Una risposta in grado di dare una chiave di lettura a questo fenomeno ci arriva dalla ricerca “Barometro dell’odio nello sport”, realizzata dal Centro Coder dell’Università di Torino, nel quadro del progetto di prevenzione e contrasto dell’hate speech, finanziata dall’Agenzia Italiana per la Cooperazione e lo Sviluppo. I dati sono stati presentati in una diretta Facebook sulla pagine “Odiare non è uno sport” alla quale hanno partecipato Sara Fornasir, coordinatrice del progetto “Odiare non è uno sport” e Giuliano Bobba del Centro Coder dell’Università degli Studi di Torino.

«Si tratta di una ricerca molto interessante – ha commentato Bobba – che ha cercato di individuare l’incidenza dei linguaggi offensivi nelle conversazioni sportive. In tre mesi, dal 7 ottobre 2019 al 6 gennaio 2020, abbiamo analizzato oltre mezzo milione di post su social come Facebook e Twitter, riscontrando un’incidenza di utilizzo di commenti d’odio pari circa al 3%. Abbiamo analizzato solo questi due social – precisa – in quanto più diffusi e in grado di generare interazione tra gli utenti. In questo ambito, poi, abbiamo privilegiato il mondo del giornalismo sportivo, focalizzando la nostra attenzione su tutti i commenti inseriti sui profili di quotidiani e canali sportivi. I parametri di base dai quali siamo partiti per identificare la presenza di messaggi offensivi sono stati l’aggressività verbale, quella fisica, la discriminazione di tipo etnico, sessuale e quella riscontrabile nelle situazioni dove era possibile ravvisare una diversità».

Sara Fornasir ha aggiunto «i social sono una componente importante, molto usata, soprattutto nel mondo dei giovani. Lo sport deve trasmettere i valori di aggregazione e integrazione tuttavia, attraverso l’anonimato che il social in un certo senso garantisce, il commento sfocia spesso nell’insulto e nella discriminazione. Il compito del nostro progetto è quello di trasmettere valori positivi al fine di contrastare con forza il fenomeno dell’hate speech, coinvolgendo anche maggiormente il mondo dei più giovani con l’obiettivo di far comprendere un uso più corretto del mondo dei social network».

Parlando di risultati lo sport maggiormente oggetto di hate speech su Facebook è il calcio (12,3%) seguito a ruota da Formula 1 (9,7%), Basket (8,7%) e Tennis (7,6%). Diversa, invece, è la situazione su Twitter dove in testa con i commenti d’odio troviamo il basket (31,8%) con immediatamente a ridosso il calcio (31,3%). Alle loro spalle Formula 1 (21,4%) e Tennis (15,2%).

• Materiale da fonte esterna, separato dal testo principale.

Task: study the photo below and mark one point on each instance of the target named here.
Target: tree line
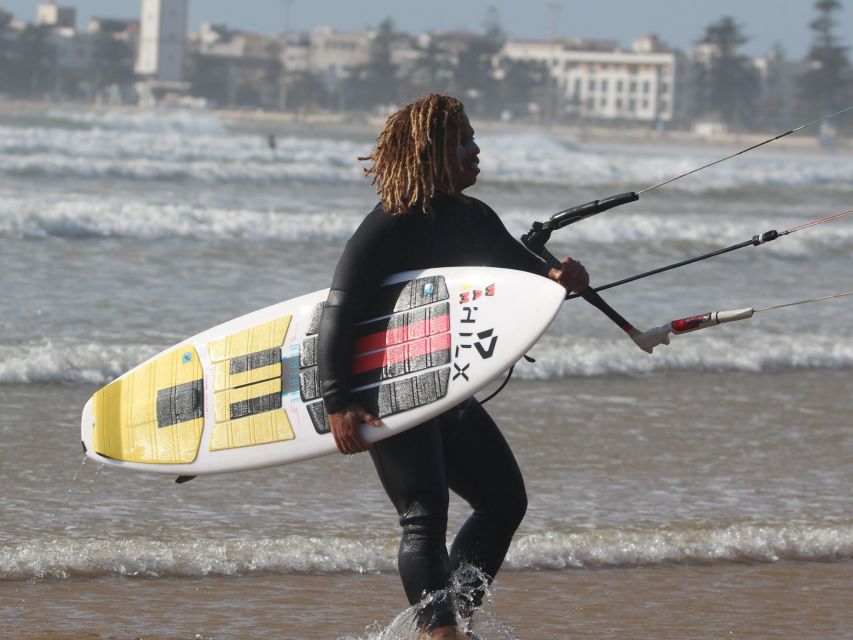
(725, 84)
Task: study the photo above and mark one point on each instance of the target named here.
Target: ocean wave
(133, 148)
(308, 218)
(37, 217)
(95, 363)
(88, 363)
(558, 358)
(187, 121)
(174, 156)
(673, 544)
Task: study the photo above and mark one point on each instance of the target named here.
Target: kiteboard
(246, 394)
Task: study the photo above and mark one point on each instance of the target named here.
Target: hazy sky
(678, 22)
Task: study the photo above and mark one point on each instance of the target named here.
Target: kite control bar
(648, 340)
(540, 232)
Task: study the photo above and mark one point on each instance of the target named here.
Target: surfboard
(246, 393)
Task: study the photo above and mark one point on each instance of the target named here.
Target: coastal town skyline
(765, 26)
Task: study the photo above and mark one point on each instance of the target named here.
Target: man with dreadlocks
(424, 159)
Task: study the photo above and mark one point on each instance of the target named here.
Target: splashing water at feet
(473, 598)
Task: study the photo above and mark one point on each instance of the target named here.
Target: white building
(54, 16)
(596, 79)
(162, 35)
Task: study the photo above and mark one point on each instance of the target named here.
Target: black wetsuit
(461, 449)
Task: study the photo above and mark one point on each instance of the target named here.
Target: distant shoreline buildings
(155, 59)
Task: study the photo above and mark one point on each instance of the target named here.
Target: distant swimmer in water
(424, 159)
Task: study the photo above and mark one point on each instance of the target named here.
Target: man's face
(468, 152)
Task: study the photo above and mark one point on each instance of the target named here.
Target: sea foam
(554, 550)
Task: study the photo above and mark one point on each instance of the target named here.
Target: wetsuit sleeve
(508, 252)
(362, 266)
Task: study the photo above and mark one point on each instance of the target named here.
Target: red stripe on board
(400, 353)
(383, 339)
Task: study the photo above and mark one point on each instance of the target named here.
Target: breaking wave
(195, 147)
(553, 550)
(95, 363)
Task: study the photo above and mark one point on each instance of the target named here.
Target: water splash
(472, 596)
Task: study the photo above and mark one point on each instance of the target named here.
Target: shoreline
(269, 122)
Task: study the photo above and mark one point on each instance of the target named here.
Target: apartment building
(595, 79)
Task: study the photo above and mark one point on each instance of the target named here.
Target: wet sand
(751, 600)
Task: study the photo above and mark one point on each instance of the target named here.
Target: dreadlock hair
(417, 152)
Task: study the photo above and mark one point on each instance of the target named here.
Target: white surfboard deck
(245, 394)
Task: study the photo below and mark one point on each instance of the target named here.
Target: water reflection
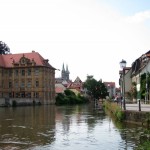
(23, 127)
(64, 127)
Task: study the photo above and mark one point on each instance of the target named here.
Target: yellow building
(26, 78)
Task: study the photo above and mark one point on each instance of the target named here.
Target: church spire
(67, 69)
(63, 68)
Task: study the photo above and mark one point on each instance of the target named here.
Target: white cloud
(139, 17)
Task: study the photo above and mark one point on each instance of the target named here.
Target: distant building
(64, 79)
(65, 73)
(111, 88)
(26, 78)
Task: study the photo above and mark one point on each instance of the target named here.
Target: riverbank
(130, 116)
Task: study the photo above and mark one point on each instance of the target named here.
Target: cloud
(139, 17)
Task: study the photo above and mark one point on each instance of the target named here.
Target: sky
(90, 36)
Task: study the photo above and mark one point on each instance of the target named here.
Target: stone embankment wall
(138, 117)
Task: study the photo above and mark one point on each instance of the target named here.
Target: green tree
(96, 89)
(4, 49)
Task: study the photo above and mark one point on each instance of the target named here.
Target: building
(64, 79)
(65, 73)
(111, 88)
(76, 86)
(26, 78)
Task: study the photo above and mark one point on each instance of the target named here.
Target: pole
(124, 103)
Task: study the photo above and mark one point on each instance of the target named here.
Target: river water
(63, 128)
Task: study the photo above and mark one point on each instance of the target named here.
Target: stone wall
(138, 117)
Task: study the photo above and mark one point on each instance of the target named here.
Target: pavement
(135, 107)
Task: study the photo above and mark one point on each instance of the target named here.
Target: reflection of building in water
(32, 125)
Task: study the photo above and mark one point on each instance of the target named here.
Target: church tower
(65, 73)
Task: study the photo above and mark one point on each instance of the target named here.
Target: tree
(96, 89)
(4, 49)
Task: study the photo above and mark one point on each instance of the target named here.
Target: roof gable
(23, 59)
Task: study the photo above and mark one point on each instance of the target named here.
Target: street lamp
(123, 65)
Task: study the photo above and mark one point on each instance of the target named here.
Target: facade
(139, 67)
(111, 88)
(26, 78)
(127, 78)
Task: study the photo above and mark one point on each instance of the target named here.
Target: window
(17, 95)
(36, 71)
(29, 84)
(36, 95)
(29, 72)
(10, 84)
(23, 72)
(22, 84)
(16, 84)
(22, 94)
(10, 73)
(10, 95)
(16, 72)
(28, 95)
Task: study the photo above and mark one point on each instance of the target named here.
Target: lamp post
(123, 65)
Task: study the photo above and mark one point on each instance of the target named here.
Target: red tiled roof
(7, 60)
(111, 84)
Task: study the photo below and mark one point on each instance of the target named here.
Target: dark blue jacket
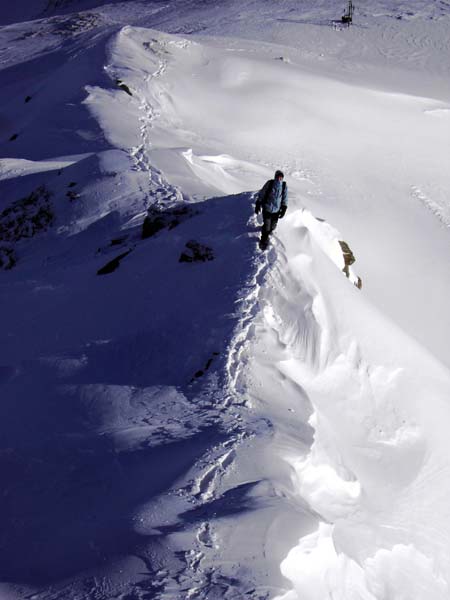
(273, 195)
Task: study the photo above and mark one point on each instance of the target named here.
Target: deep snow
(252, 426)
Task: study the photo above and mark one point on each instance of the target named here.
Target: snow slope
(180, 430)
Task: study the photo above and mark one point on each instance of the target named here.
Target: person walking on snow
(272, 199)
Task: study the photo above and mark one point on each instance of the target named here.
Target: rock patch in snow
(158, 219)
(196, 252)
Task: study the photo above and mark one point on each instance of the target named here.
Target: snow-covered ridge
(202, 420)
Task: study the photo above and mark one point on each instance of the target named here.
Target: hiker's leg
(274, 222)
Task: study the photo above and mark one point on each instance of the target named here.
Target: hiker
(272, 199)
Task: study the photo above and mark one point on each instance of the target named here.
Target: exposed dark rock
(7, 258)
(118, 241)
(201, 372)
(196, 252)
(26, 217)
(123, 87)
(349, 259)
(113, 264)
(158, 219)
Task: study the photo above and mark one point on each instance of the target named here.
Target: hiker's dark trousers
(270, 221)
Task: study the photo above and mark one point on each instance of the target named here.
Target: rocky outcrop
(113, 264)
(349, 259)
(27, 217)
(7, 258)
(196, 252)
(158, 219)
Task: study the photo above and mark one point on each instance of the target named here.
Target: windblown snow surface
(250, 425)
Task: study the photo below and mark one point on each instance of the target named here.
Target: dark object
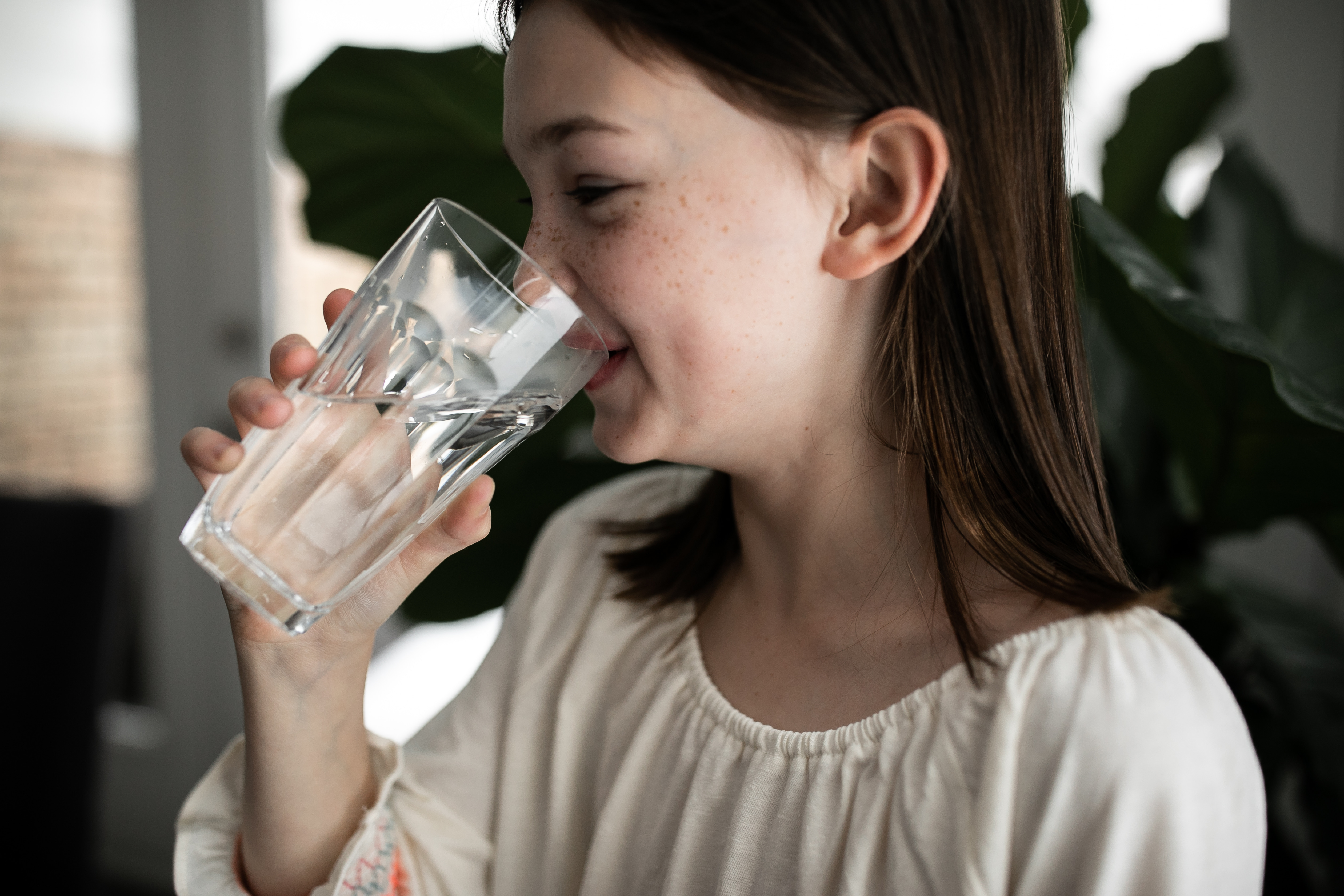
(58, 621)
(379, 134)
(1217, 351)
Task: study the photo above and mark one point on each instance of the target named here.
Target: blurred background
(154, 244)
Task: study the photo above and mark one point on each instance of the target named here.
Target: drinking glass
(454, 351)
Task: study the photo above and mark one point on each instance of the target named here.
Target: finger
(291, 358)
(335, 304)
(466, 522)
(210, 453)
(256, 402)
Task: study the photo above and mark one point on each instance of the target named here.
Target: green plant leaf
(1252, 437)
(379, 134)
(1284, 659)
(1166, 113)
(1256, 268)
(1148, 277)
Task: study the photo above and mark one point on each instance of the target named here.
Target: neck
(839, 533)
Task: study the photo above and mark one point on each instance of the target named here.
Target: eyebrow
(556, 134)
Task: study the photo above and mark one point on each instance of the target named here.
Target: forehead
(564, 76)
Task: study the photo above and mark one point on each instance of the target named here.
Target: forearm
(307, 776)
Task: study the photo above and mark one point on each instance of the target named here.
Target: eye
(586, 195)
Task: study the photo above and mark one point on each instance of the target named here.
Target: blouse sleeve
(1136, 777)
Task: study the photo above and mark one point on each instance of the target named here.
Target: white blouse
(592, 754)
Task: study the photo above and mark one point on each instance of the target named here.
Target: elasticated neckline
(866, 731)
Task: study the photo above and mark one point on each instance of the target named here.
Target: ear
(893, 173)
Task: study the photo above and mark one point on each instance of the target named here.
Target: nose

Il focus ha, poi riguardato il mondo calcio sono state individuate le squadre oggetto di maggiori “attenzioni”. Su Facebook in testa troviamo l’Inter (14,1%) seguita da Lazio (13,5%), Juventus (13,2%). Nel mondo di Twitter, invece, la prima posizione spetta al Napoli (34%) con alle spalle rispettivamente Inter (32,8%) e Juventus(30,9%).

Il fenomeno dell’hate speech rappresenta senza dubbio una “sfumatura” del mondo dei social che non ha nessun punto in comune con quelli che sono i valori dello sport che per essere mantenuti e rispettati abbisognano della fattiva collaborazione di tutte le forze in campo.